Luis Ortiz says the way Deontay Wilder fights is 'borderline criminal'

2 min read
Luis Ortiz-Deontay Wilder (Getty Images)

Luis Ortiz and Deontay Wilder provided one of the best fights of 2018. Each guy had his moments in the back-and-forth battle. Wilder knocked down Ortiz in the fifth round, and Ortiz roared back and nearly stopped Wilder in the seventh round. Ultimately, it was Wilder who landed the final blow, as he stopped Ortiz in the 10th round to retain the WBC heavyweight championship.

A little over 21 months later, Ortiz and Wilder meet once again on Nov. 23 for Wilder's WBC title at the MGM Grand Garden Arena in Las Vegas. 

When looking back on their first meeting, Ortiz doesn't feel there's too much he could have done better than what he showed to dethrone Wilder. But he also feels that some of the punches Wilder threw were cheap shots and affected him throughout the bout, which caused him to come up short.

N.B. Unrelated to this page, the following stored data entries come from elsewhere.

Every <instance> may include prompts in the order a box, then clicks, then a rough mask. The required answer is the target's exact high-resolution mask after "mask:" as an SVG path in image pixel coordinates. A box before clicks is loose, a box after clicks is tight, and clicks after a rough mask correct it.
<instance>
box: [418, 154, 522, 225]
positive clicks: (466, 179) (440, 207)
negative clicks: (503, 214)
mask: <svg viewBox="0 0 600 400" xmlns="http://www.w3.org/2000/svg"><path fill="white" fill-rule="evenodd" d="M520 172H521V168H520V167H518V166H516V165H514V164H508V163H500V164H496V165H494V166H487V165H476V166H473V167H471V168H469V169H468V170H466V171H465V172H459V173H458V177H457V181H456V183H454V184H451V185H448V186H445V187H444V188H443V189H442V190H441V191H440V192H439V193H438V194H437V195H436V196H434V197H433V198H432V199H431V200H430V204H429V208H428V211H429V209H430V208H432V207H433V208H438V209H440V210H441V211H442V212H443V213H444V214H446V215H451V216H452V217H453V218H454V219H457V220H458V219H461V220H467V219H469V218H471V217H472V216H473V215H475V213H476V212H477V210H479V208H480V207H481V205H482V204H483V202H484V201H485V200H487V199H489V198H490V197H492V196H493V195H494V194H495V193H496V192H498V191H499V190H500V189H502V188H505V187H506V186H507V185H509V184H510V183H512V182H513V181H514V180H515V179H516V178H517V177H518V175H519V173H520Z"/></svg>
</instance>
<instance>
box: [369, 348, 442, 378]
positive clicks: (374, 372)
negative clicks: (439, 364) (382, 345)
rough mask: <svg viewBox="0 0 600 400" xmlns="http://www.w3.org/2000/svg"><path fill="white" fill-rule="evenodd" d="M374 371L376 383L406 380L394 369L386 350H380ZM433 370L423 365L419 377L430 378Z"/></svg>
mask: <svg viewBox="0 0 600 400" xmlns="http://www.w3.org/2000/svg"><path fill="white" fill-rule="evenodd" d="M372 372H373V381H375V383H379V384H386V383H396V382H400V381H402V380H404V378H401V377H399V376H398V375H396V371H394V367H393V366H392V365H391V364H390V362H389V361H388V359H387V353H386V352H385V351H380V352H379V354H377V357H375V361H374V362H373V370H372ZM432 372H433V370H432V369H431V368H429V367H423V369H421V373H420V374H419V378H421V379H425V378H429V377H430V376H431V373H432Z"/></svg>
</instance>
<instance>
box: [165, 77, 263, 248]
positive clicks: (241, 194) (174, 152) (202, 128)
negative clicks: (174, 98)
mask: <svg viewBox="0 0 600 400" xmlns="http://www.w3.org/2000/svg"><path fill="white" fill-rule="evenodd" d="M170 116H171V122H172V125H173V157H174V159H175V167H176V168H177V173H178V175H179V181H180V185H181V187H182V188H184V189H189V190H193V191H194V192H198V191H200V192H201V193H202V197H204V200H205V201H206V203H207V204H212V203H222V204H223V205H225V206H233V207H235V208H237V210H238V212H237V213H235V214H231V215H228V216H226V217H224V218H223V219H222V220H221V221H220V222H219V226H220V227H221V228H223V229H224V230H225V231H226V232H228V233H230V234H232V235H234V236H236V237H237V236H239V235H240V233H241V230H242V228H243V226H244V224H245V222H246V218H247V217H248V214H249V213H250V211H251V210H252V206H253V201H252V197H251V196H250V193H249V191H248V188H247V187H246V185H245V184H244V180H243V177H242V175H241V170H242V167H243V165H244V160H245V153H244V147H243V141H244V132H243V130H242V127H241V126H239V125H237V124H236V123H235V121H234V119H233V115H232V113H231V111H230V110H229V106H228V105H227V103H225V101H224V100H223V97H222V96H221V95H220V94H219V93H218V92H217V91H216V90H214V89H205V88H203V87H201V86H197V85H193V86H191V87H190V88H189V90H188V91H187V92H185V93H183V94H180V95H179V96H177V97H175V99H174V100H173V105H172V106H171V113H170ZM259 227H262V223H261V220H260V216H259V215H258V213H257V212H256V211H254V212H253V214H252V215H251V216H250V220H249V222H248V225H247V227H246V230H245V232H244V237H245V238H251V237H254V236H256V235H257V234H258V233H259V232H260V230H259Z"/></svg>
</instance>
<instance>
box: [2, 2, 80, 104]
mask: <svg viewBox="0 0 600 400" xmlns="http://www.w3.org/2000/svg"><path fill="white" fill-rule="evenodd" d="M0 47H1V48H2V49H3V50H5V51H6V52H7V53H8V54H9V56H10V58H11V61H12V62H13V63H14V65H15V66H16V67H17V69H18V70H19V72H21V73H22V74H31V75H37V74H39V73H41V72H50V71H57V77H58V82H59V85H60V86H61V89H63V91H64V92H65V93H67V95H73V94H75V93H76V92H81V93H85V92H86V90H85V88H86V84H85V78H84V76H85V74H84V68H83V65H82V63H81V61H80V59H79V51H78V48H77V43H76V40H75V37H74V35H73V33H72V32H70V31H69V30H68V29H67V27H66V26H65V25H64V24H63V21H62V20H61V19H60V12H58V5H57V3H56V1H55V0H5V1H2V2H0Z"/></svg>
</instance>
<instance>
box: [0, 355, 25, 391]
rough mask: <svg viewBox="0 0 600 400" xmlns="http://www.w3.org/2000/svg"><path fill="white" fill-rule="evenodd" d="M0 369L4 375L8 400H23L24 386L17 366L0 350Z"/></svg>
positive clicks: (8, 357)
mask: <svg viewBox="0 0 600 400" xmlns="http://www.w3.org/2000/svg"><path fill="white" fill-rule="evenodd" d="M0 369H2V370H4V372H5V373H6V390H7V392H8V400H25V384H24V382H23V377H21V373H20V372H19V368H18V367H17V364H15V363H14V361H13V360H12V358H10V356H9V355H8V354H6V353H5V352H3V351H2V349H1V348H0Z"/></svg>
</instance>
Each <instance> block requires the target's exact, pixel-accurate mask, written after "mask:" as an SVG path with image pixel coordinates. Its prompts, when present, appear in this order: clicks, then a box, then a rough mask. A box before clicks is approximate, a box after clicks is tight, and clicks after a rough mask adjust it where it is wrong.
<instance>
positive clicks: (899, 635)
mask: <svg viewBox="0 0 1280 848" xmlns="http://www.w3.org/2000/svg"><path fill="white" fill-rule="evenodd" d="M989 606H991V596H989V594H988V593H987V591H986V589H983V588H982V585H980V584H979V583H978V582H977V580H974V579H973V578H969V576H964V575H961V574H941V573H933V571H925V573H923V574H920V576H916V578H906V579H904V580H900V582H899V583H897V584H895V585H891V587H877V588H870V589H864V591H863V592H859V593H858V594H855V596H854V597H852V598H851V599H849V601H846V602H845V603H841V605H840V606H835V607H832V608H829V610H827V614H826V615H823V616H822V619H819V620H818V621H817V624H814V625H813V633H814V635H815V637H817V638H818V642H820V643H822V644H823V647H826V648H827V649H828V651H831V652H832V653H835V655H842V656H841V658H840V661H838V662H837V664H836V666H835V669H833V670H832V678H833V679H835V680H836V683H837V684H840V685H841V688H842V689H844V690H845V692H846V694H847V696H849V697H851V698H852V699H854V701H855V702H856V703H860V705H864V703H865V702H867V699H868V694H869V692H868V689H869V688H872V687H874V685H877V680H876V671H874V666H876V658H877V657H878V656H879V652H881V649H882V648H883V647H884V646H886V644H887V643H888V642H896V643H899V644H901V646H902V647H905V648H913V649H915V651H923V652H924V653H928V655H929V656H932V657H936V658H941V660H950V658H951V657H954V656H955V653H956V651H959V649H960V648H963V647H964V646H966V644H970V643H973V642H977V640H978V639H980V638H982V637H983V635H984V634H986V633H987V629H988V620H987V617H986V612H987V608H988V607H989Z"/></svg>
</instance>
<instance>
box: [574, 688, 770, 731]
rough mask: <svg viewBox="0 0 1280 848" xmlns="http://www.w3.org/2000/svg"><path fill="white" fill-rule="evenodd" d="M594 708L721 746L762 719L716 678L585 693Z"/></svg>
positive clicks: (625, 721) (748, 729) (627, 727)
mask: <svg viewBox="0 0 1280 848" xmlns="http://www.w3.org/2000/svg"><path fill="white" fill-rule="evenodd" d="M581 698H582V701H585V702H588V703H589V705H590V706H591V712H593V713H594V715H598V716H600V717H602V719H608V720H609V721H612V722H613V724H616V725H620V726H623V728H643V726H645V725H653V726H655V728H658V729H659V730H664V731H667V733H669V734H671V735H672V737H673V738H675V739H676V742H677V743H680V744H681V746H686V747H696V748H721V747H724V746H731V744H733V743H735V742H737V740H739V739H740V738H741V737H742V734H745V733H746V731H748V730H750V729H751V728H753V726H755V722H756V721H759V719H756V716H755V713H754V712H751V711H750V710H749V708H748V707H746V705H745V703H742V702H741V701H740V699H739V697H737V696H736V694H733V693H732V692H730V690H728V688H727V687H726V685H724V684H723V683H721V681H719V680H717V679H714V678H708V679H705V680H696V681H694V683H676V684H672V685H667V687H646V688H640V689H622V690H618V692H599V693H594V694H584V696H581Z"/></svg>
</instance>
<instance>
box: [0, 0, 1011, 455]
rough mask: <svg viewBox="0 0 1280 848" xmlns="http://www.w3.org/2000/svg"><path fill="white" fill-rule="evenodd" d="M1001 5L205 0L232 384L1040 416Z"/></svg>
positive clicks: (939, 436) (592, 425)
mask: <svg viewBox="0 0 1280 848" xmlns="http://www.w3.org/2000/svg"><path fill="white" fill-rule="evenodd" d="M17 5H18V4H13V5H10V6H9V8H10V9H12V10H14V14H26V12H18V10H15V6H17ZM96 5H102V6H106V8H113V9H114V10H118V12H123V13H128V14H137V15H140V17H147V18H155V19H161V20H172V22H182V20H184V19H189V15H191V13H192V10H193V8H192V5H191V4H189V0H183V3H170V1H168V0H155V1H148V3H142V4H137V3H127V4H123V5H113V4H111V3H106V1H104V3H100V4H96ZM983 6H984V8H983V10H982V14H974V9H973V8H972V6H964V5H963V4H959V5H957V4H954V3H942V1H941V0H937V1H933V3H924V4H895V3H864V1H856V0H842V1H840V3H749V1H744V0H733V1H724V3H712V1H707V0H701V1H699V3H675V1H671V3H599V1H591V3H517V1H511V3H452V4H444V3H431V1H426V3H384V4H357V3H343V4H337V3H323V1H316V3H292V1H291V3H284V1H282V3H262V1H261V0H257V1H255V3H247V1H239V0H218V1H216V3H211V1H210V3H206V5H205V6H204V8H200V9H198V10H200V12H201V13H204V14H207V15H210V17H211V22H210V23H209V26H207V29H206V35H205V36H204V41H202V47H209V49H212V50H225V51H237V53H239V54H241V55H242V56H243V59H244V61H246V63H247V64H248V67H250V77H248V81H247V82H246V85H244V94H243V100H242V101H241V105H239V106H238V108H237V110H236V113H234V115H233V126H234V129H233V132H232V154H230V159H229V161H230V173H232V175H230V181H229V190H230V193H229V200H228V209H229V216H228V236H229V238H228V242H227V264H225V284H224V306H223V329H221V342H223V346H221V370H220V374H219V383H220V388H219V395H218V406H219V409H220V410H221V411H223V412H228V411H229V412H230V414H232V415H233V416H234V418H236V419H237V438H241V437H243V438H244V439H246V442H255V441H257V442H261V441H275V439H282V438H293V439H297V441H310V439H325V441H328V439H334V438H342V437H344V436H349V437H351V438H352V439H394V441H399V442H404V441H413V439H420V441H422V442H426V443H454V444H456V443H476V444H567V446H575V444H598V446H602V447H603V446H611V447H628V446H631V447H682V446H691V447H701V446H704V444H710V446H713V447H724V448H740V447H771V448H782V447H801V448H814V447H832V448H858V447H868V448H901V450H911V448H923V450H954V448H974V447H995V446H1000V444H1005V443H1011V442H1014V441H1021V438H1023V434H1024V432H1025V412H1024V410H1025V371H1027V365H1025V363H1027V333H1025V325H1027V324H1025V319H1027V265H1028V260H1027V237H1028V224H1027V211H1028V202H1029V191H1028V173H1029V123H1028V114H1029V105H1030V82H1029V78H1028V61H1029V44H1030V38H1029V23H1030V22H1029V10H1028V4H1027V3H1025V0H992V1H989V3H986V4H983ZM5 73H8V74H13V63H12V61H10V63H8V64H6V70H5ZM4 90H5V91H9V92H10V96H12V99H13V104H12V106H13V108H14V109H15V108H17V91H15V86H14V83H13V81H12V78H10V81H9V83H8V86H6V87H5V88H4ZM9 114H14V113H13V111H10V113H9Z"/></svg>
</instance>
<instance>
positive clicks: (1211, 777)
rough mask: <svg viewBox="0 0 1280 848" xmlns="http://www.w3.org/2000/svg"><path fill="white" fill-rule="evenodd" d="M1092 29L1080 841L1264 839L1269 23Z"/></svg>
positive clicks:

"I don't necessarily see anything that could have been done differently on my part," Ortiz said through an interpreter on a recent conference call. "I think that some of the things that Wilder did, and the antics that Wilder does could be dealt with differently this time around, the illegal things. Blows that he throws with the inside of his fists, punching down from the top of the head down and all kinds of craziness that he does, which makes it very difficult to get settled in any fight and quite frankly should be illegal and borderline criminal."

After feeling like Wilder took shortcuts to escape with his title, one would assume Ortiz would be well prepared in the second go around. The Cuban and his head trainer Herman Caicedo don't look at it that way because of the unpredictability Wilder brings every time he enters the ring.

"You absolutely never know what Wilder is going to do as far as how he approaches his fights," Ortiz said. "But one thing for sure is that both mentally and physically, I'm at my best and prepared. So he can bring whatever he is going to bring. No problem."

The duo agree that it will take effective boxing to tame the wildman known as Deontay Wilder.

"Well, I think the best thing that was going our way was him boxing — getting behind a good jab, and just beating him to the punch and not allowing Wilder to just get crazy with his antics and come out swinging wailing away," Caicedo added. "So I think just being a little bit better on the technical side and on the basics.
"But again, like Luis just said, it's very difficult with him sometimes because he'll spin around and hit you with a back fist, so it's like you never know what could happen."